Substrate specificity is also important to nanozyme mimics. In order to prove the specificity, the nanozymes was used for catalyzed-oxidization of different substrate, i.e., TMB, ABTS and DA. As shown in Fig. 4C, the bare g-C3N4 can oxidize all the substrate. After TMB-imprinting, the oxidation activity for TMB was improved about 4.7-fold, whereas only 1.1 and 1.3 for ABTS and DA. To test further whether the specificity of MIP is substratedependent, MIP with different templates TMB (MIPTMB), ABTS (MIPABTS) and DA (MIPDA) was also used for oxidation of TMB. Fig. 4D showed that MIPABTS and MIPDA possess a similar enzymatic activity comparing with NIP, whereas MIPTMB-g-C3N4-catalyzed oxidation of TMB yielded the deepest blue color.

The MIP-g-C3N4 nanozyme was applied for detection of Lcysteine, an important marker of several diseases, such as cancer and Alzheimer's disease. Since the oxidation reaction of TMB can be inhibited by L-cysteine, a simple sensing assay for L-cysteine detection is developed based on the inhibition activity of TMB oxidation (Fig. S8 in Supporting information). As depicted in Fig. 5A, the absorbance values of the oxTMB gradually decrease with the increase of L-cysteine concentrations. The linear response for Lcysteine detection ranged from 1 μmol/L to 20 μmol/L (Fig. S9 in Supporting information) with a limit of detection about 0.2 μmol/L. The MIP-g-C3N4-based sensing system were more sensitive than most of the reported nanozyme-based assays for L-cysteine detection (Table S1 in Supporting information). In addition, the selectivity experiment for L-cysteine detection was also evaluated by testing the response to a series of other amino acids and ions. Fig. 5B showed that only the target analyte L-cysteine can lead to inhibit the oxidation of TMB, demonstrating the good selectivity of the sensor. The MIP-g-C3N4-based assay was also applied for detection of L-cysteine in spiked serum samples with recoveries ranging from 91.6% to 94.1%.

Fig. 5. (A) The decreased oxidation of TMB with the increase of L-cysteine concentrations; (B) The selectivity of MIP-g-C3N4-based assay for detection of Lcysteine.

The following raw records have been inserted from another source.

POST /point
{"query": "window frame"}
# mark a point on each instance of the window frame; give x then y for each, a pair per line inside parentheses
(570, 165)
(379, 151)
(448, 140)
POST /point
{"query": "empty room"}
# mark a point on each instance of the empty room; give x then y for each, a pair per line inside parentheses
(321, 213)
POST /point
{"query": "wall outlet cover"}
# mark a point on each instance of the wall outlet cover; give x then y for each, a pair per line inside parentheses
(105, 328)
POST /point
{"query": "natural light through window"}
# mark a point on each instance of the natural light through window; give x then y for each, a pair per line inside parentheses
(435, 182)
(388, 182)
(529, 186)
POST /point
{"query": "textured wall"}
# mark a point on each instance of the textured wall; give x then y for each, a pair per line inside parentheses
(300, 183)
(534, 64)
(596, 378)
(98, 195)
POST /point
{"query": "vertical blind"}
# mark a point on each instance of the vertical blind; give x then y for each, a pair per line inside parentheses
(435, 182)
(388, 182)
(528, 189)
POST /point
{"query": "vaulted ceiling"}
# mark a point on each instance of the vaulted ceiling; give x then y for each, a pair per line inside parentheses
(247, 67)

In summary, we have demonstrated the intrinsic photooxidase activity of g-C3N4 and then surface molecular imprinting can significantly enhance the performance of nanozyme. The most impressive feature of MIP-g-C3N4 photooxidase nanozyme is the much improved (1000-fold) anti-interference ability for biosamples comparing with the present nanozymes. Also, the MIP-g-C3N4 possesses a good affinity to TMB with a Km value of only 22 μmol/L, much lower than comment nanozymes like AuNPs, Fe3O4 NPs, etc. After imprinting, the enzymatic activity and substrate selectivity was also enhanced significantly. It was also applied for sensitive detection of L-cystine in serum sample successfully. Hence, the MIP-g-C3N4 photooxidase nanozyme with the advantages of improved anti-interference ability, high substrate affinity and enzymatic activity, is an appealing new tool for biosensing.


The authors gratefully acknowledge the financial support from the National Natural Science Foundation of China (No. 21475013) and the Sichuan Science and Technology Project (No. 2018JY0466).